Pensando nisso, Narciso Silencioso sentiu a raiva subir-lhe ao peito, e o espírito assassino inflamou-lhe a coragem. Ela sacou a espada voadora, pronta para atacar...

— Hah, o tempo limite finalmente acabou; agora já posso tomar remédio! — disse Pinheiro e Sicômoro, enfiando uma pílula na boca. Em seguida, virou-se e recomeçou a bombardeá-lo com violência.

— Eu não vou me deixar assustar por você de novo! — Narciso Silencioso endureceu o coração e se lançou sobre Pinheiro e Sicômoro em união com a espada!

Mas, justamente quando se aproximou por trás dele, houve um estalo.
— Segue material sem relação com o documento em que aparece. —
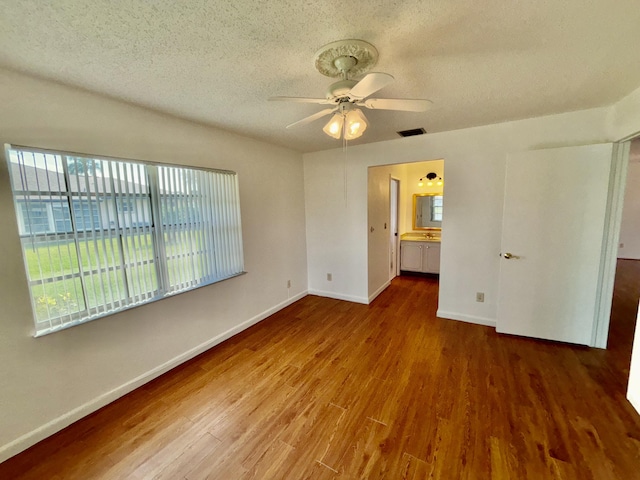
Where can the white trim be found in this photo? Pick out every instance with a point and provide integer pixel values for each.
(31, 438)
(488, 322)
(339, 296)
(373, 296)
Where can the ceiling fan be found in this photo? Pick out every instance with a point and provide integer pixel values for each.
(346, 59)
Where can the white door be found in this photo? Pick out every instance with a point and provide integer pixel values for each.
(552, 238)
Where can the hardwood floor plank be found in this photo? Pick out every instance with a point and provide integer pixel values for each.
(327, 389)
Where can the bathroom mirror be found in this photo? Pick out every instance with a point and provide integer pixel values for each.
(427, 211)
Do nada, surgiu uma armadilha mecânica de madeira, que a prendeu de uma vez na cintura. A armadilha não causava dano algum, mas interrompeu instantaneamente seu ímpeto ofensivo, deixando-a completamente imobilizada ali.
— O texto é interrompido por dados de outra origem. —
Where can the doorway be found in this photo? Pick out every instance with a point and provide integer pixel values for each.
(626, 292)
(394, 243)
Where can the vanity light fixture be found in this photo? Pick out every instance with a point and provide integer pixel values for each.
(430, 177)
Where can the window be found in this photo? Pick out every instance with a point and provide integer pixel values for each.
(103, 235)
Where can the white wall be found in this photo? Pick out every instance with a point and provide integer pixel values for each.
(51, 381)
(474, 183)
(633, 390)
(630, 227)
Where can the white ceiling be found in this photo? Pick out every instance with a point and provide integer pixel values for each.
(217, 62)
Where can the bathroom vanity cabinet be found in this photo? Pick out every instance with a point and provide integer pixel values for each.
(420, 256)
Ao ouvir o barulho atrás de si, Pinheiro e Sicômoro virou-se e viu Narciso Silencioso presa pela armadilha que ele próprio havia posicionado. Seu rosto mostrou surpresa, misturada com um leve desagrado.

— Você foi mexer onde não devia de novo! Eu não mandei ficar quieta? Fazer essa armadilha não foi nada fácil; eu a tinha guardado para ferrar esse chefão! Agora que você a detonou, com que vou ferrar o chefão?

Narciso Silencioso permaneceu em silêncio, obstinada; por dentro, porém, já chorava sem fazer barulho. Ele estava fazendo aquilo de propósito, não estava? Com certeza estava! Já tinha percebido que havia algo errado comigo, não tinha? Só assim para tudo dar tão errado! E essa armadilha... é óbvio que foi feita para me prejudicar!

Pinheiro e Sicômoro suspirou outra vez.

— Tsc, agora que você estragou a armadilha, não tenho o que fazer. Para matar esse chefão, vou gastar ainda mais tempo... Estou avisando: fique quieta e não me cause mais problemas, entendeu? Se não, eu te expulso do grupo agora mesmo e ainda assim pego os itens que ele soltar!

Pinheiro e Sicômoro repreendeu Narciso Silencioso com ares de quem se irritava com a falta de progresso, mas não desfez a armadilha; apenas se virou e continuou atacando.

As armadilhas mecânicas geralmente tinham duração limitada, e aquela não era exceção. Alguns segundos depois, Narciso Silencioso recuperou a capacidade de se mover. Mas, naquele instante, começou a duvidar de si mesma. Será que realmente conseguiria vencer aquele sujeito? Se ele estivesse fazendo tudo de propósito, então sua mente era meticulosa e assustadoramente astuta; se não estivesse, então significava que sua sorte era absurda... ou, pior ainda, que a má sorte era dela que ultrapassava todo limite!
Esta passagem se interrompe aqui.